Module dsl/build_geos loads all required modules for building GEOS:

Compilers are gcc/g++/gfortran
nvidia suite is not loaded on purpose, or else the mpicc/c++/f90 will default to Nvidia's compiler which are not capable of compiling GEOS

Running GEOS

Once GEOS is built, running GEOS + NDSL requires to fiddle with the compilers.

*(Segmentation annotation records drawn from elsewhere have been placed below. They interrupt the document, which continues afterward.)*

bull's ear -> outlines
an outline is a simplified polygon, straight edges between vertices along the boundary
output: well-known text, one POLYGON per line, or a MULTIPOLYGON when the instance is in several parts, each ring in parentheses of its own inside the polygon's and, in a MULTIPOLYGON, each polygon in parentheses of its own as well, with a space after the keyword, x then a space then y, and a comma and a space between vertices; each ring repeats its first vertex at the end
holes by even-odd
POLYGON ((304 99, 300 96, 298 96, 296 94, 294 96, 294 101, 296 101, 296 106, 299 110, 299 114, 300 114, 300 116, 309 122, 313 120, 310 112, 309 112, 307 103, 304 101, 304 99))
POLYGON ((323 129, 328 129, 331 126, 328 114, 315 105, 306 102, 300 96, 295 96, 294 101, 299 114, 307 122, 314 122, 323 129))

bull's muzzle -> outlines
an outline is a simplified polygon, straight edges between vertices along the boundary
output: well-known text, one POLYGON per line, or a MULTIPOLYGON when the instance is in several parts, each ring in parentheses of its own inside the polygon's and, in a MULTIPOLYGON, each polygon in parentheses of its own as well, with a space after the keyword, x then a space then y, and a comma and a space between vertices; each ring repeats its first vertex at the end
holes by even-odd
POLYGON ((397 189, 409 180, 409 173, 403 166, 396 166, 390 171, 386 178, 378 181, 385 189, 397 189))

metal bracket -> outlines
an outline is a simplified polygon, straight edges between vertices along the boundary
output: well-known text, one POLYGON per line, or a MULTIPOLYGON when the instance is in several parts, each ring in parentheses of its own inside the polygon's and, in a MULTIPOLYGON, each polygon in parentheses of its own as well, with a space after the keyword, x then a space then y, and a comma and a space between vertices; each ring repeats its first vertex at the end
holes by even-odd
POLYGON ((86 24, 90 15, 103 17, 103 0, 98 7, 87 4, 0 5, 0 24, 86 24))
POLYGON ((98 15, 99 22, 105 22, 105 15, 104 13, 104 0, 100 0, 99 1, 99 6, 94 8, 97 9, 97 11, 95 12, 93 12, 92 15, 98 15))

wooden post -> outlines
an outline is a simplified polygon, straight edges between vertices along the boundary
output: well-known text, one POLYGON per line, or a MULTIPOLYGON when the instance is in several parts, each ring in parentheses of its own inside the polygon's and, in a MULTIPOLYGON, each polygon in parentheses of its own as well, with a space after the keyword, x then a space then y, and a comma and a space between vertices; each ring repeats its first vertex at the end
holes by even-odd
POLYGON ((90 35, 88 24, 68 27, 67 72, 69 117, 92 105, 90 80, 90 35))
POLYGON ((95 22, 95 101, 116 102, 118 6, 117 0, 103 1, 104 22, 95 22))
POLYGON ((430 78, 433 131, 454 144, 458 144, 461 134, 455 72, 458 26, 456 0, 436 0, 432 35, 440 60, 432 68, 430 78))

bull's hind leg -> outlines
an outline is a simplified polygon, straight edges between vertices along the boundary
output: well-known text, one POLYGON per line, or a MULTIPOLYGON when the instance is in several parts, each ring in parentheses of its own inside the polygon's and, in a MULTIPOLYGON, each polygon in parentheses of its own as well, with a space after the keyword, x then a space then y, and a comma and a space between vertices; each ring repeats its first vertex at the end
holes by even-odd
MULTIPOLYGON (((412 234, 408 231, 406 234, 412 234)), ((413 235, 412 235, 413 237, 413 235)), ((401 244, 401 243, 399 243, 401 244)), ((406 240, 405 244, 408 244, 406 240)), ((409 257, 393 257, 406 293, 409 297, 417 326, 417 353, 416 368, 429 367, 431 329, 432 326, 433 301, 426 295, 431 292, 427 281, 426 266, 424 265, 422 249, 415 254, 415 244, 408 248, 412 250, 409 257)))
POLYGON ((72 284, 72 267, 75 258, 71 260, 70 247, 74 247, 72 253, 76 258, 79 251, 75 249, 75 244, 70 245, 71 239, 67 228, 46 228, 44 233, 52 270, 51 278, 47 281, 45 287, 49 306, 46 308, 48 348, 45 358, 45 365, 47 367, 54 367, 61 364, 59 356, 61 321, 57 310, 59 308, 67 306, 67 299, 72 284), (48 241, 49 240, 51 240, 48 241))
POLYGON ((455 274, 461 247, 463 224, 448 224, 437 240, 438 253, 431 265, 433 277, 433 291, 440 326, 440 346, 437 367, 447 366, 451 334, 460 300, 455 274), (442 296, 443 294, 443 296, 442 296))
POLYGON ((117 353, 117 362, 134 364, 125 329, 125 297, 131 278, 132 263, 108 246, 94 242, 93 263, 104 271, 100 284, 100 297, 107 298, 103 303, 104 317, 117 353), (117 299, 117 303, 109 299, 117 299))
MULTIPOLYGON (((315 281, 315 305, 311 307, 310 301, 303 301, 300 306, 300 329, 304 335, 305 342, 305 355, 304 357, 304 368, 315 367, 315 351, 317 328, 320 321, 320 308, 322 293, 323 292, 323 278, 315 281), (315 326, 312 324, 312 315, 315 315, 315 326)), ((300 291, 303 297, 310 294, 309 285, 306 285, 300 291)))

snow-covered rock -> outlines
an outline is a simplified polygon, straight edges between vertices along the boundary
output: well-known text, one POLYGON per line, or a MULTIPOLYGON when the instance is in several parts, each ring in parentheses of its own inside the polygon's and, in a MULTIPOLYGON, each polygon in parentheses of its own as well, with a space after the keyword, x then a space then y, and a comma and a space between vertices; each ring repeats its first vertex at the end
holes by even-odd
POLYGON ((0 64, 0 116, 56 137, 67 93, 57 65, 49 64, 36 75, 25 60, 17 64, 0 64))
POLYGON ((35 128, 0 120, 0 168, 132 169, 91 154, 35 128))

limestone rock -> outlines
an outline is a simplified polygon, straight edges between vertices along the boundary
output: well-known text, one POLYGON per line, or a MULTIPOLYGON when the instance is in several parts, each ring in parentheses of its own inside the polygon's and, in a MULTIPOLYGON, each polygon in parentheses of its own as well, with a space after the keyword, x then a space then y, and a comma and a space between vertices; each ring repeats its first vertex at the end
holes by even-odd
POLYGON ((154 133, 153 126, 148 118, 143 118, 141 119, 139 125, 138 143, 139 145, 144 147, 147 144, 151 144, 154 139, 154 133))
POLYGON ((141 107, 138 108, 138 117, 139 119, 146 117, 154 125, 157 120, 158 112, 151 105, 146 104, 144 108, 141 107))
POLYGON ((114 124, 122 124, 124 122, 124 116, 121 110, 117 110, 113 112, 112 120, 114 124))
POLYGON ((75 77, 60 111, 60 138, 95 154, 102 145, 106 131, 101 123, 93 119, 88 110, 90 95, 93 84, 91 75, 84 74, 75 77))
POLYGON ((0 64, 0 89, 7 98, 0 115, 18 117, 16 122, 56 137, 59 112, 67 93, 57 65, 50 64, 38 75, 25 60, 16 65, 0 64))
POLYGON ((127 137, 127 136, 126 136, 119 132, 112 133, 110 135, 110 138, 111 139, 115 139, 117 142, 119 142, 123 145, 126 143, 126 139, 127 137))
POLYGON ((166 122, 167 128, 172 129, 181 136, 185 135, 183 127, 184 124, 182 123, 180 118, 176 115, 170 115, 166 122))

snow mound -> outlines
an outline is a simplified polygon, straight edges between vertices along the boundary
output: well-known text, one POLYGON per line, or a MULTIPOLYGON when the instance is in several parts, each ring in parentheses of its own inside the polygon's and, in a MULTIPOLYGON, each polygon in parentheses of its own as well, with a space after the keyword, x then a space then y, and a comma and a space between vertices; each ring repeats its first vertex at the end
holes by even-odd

First we load & install the stack w/ proper nvidia support:

load nvidia/12.8: your default compilers are now the NVHPC suite (nvc/nvc++/nvcc). Those are faulty for C/C++, we will need to enforce GNU
load/create a conda environment with python 3.9. Once the stack is installed, re-installed MPI4Py with the following

# To link the correct MPI to be linked in
CC=nvc CFLAGS="-noswitcherror" pip install --force --no-cache-dir --no-binary=mpi4py mpi4py

We can then run GEOS with the following env modifications:

In your gcm_run.j (or before running) export as follows to force compiler & fix UCX interface

For GPU backends

#CSH-style
setenv CC gcc # restore C compiler to GNU
setenv CXX g++ # restore C++ compiler to GNU
setenv CUDA_HOST_CXX g++ # force nvcc host compiler to GNU (GT4Py specific)
setenv CUDA_HOME $NVHPC_ROOT/cuda # help GT4Py found the nvcc binary
setenv UCX_NET_DEVICES mlx5_2:1

For CPU backends, the same but comment out the CUDA_HOST_CXX.

To run nsys with a low overhead you can prefix the mpirun call with

nsys profile --output report_%h_%p.nsys-rep \ # Output file name, unique
             --trace="cuda,nvtx" \ # Trace only the cuda and nvtx event
             --cuda-event-trace=false \ # Deactivate to reduce overhead
             --sample=none \ # No CPU sampling (overhead--)
             --cpuctxsw=none \ # No process switch tracking (overhead--)
             --stats=true \ # Optional, bigger files but print some stats

Common issues

I hit a @GLIBCXX_3.4.32 cannot load library error: your GCC module is the x86 one, you need to reload module reload gcc/14.2.0
I hit a --ccbin unknown options: you have CUDA_HOST_CXX set in your env, and GT4Py is misdirecting the GPU host linker flag onto GCC. Unset variable.